Bom, tudo isto mostra nos decisivos campo das palavras e das coisas como o pêndulo continua a ir para a direita, ao contrário das aparências complacentes. É assim por cá pelo menos desde 1984. É como se o protocavaquista clube da esquerda liberal dos funestos anos oitenta nunca tivesse acabado.
Uma das razões para esta deslocação para a direita está relacionada com o fenómeno das preferências adaptativas, já aqui identificado, num país progressivamente sem instrumentos de política e onde assim se perde o músculo ideológico que vem do seu exercício na prática e dos combates consequentes pelo seu controlo. Continua tudo a decidir-se no poder de Estado.
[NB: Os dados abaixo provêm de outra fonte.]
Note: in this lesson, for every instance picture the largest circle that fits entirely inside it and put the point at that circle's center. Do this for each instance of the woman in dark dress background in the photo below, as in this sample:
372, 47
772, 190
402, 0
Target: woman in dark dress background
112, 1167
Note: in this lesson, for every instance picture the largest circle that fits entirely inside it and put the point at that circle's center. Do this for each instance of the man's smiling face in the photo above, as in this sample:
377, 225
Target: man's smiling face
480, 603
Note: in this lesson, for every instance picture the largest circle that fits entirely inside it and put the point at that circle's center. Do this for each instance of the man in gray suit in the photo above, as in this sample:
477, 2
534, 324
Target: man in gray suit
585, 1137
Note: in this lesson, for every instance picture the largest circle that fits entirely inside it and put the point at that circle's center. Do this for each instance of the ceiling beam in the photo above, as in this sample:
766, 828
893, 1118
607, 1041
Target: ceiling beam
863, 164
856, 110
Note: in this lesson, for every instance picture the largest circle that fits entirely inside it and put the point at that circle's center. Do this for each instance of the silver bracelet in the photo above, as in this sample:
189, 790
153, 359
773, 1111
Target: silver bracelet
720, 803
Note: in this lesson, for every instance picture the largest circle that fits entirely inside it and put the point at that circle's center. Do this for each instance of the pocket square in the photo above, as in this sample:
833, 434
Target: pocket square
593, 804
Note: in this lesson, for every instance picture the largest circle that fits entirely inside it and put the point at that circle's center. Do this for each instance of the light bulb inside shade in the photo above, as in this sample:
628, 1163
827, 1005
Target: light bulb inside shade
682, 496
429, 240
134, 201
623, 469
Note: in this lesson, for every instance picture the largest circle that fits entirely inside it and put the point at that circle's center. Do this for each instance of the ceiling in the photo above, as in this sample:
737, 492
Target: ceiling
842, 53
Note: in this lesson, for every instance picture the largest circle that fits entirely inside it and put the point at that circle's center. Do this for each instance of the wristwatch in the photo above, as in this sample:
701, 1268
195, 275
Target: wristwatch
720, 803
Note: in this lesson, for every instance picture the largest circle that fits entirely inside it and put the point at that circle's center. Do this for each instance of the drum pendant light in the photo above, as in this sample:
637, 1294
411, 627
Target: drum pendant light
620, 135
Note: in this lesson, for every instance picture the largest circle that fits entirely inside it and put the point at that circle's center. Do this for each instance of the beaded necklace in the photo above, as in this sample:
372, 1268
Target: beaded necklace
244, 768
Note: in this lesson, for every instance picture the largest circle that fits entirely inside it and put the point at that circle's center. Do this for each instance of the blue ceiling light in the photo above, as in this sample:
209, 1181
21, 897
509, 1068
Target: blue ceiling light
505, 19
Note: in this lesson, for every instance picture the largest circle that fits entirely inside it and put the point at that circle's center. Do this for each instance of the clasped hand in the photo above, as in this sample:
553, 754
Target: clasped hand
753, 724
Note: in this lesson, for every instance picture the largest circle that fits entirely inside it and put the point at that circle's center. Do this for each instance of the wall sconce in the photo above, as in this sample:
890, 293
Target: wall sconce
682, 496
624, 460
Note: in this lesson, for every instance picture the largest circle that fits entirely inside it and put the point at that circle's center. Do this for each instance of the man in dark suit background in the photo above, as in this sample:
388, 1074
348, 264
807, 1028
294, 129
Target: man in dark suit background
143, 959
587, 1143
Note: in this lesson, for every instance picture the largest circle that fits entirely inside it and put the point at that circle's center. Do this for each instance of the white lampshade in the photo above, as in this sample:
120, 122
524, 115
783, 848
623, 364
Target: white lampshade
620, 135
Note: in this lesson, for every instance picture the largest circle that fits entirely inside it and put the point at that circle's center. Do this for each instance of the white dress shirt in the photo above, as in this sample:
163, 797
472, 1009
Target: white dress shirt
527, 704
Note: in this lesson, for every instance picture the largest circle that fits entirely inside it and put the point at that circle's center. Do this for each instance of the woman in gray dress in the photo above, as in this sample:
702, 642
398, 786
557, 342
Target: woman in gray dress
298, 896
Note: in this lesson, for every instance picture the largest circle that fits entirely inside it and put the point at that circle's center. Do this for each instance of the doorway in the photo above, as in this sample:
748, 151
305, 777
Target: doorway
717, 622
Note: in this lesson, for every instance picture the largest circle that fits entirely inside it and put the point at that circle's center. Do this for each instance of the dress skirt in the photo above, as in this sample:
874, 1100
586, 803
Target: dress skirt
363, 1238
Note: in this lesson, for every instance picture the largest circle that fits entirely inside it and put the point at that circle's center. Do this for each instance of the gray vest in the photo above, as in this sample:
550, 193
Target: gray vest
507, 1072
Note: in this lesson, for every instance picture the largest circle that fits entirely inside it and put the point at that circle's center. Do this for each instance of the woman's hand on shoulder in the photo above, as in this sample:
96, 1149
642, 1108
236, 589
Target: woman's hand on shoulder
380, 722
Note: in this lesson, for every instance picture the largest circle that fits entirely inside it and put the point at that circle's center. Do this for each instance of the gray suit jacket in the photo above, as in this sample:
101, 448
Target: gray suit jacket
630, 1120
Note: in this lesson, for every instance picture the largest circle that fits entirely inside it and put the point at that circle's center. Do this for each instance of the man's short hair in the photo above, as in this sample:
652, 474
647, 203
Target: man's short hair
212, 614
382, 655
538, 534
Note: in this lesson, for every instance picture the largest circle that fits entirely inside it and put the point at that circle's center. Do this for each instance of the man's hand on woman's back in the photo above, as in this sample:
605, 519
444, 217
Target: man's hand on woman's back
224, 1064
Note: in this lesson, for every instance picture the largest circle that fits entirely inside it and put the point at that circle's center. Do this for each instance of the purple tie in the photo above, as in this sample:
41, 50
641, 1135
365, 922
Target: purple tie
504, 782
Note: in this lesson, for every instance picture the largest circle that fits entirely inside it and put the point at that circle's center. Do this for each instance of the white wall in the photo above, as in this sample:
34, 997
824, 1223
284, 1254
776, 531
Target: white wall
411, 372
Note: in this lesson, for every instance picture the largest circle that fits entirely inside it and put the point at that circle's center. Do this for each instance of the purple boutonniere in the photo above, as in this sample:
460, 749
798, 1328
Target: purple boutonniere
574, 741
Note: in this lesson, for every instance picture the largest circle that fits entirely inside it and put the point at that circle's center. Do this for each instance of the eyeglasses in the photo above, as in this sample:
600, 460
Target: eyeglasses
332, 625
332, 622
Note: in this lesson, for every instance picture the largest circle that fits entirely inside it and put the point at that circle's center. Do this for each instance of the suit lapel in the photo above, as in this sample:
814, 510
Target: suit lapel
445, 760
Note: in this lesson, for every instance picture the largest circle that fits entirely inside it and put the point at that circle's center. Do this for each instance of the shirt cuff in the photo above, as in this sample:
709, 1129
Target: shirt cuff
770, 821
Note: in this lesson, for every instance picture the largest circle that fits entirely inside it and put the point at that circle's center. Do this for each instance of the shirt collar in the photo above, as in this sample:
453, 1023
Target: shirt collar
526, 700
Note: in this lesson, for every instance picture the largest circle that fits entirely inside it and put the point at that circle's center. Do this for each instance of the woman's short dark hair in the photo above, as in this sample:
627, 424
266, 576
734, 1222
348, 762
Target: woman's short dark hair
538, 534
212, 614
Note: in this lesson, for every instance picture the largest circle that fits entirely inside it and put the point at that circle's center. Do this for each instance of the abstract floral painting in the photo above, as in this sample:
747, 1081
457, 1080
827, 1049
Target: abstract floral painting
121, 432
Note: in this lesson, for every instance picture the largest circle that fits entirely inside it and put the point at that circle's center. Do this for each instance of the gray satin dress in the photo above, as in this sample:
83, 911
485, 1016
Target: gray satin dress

De resto, sem uma classe trabalhadora forte e organizada, condição para a emancipação social e nacional, muita intelectualidade progressista anda sempre meio perdida, sobretudo as suas camadas superiores.
Não é defeito, é feitio de classe. É verdade que a desgraçada proletarização em curso pode pelo menos contribuir para isolar politicamente as camadas superiores, hoje imprestáveis com honrosas excepções, radicalizando, mas nada é certo, ao contrário de visões mecanicistas da história.
Lembrem-se que nesta periferia ainda é tudo ideologicamente pior, dado o efeito de cooptação num espaço público hegemonizado pelos europeístas de quase todos os partidos, como confirmam indirectamente os dados disponíveis sobre o espaço das direitas.
Sim, Cavaco nunca cessou de vencer.
Só enfrentando com realismo este estado de coisas, é possível começar a mudar os termos da paisagem ideológica. Mais realismo radical, por favor.